Targeted therapies, on the other hand, combine antibody-specific molecules that bind only to receptor proteins on cancer cells, delivering their lethal payload to just those cells and minimizing side effects. But even targeted therapies may not work for each patient. Knowing that sooner rather than later is key.
“Novel technologies like this can really have a positive impact on the standard-of-care and result in cost-savings for both healthcare providers and patients,” said Joseph Bertino, M.D., a resident researcher at Rutgers Cancer Institute of New Jersey and professor at the Rutgers Robert Wood Johnson Medical School in the press release.
The new device uses multifrequency impedance spectroscopy/cytometry in combination with supervised machine learning for enhanced classification accuracy.Electrical impedance spectroscopy/cytometry measures the electrical properties of particles in suspension. Live cells have different electrical properties than dead ones. Microfluidics allows for measuring these differences one cell at a time. Machine learning algorithms are used to analyze the data and classify each cell.
Activated matriptase, a membrane-bound enzyme, is overexpressed on the surface of various kinds of cancer cells, which makes it an ideal drug target. Researchers used their new device to measure cancer cell response to anti-matriptase-conjugated drugs. They used commercially available breast cancer cell lines grown in culture in their tests.

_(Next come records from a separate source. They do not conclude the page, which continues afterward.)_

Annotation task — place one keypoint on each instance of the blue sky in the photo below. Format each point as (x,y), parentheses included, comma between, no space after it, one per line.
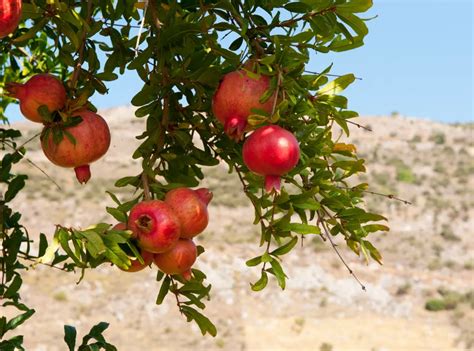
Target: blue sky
(417,60)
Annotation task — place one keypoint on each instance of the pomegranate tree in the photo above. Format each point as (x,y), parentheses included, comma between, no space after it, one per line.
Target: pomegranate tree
(10,15)
(154,225)
(79,144)
(39,90)
(271,151)
(190,206)
(135,265)
(236,96)
(180,57)
(179,259)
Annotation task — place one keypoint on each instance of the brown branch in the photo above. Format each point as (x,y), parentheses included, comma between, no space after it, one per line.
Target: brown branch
(80,59)
(360,126)
(389,196)
(174,290)
(334,246)
(307,16)
(146,187)
(154,15)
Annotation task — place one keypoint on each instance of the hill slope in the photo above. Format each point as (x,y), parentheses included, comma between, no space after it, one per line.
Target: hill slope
(427,254)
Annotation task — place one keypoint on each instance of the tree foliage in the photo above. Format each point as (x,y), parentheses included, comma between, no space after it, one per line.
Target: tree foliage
(180,50)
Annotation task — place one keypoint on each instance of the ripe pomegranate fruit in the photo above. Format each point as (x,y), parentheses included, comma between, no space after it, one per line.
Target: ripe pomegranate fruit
(41,89)
(92,140)
(190,206)
(271,151)
(179,259)
(10,15)
(154,225)
(136,265)
(234,99)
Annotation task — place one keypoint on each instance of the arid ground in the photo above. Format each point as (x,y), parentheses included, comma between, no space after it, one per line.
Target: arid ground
(428,256)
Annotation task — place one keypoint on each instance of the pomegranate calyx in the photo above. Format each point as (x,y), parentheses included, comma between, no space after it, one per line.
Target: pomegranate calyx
(272,183)
(187,275)
(15,90)
(204,194)
(144,223)
(234,127)
(83,173)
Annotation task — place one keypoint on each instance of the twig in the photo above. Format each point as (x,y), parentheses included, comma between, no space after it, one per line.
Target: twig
(174,290)
(390,196)
(80,60)
(359,125)
(146,187)
(27,258)
(141,28)
(154,15)
(34,164)
(334,246)
(329,75)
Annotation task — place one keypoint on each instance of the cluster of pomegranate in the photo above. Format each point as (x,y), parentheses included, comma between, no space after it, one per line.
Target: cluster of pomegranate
(164,230)
(81,144)
(10,15)
(270,151)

If they found a larger proportion of dead cells in a sample, that was indicative that the cells express activated matriptase. In clinical practice, that result would indicate that the targeted therapy would be effective, the authors explained.
“We envision using this device as a point-of-care diagnostic for assessing patient response and personalization of therapeutics,” the authors wrote. Although beyond the scope of their study, they also wrote that they envision this device being used in a clinical setting and that their future studies will focus on clinical samples.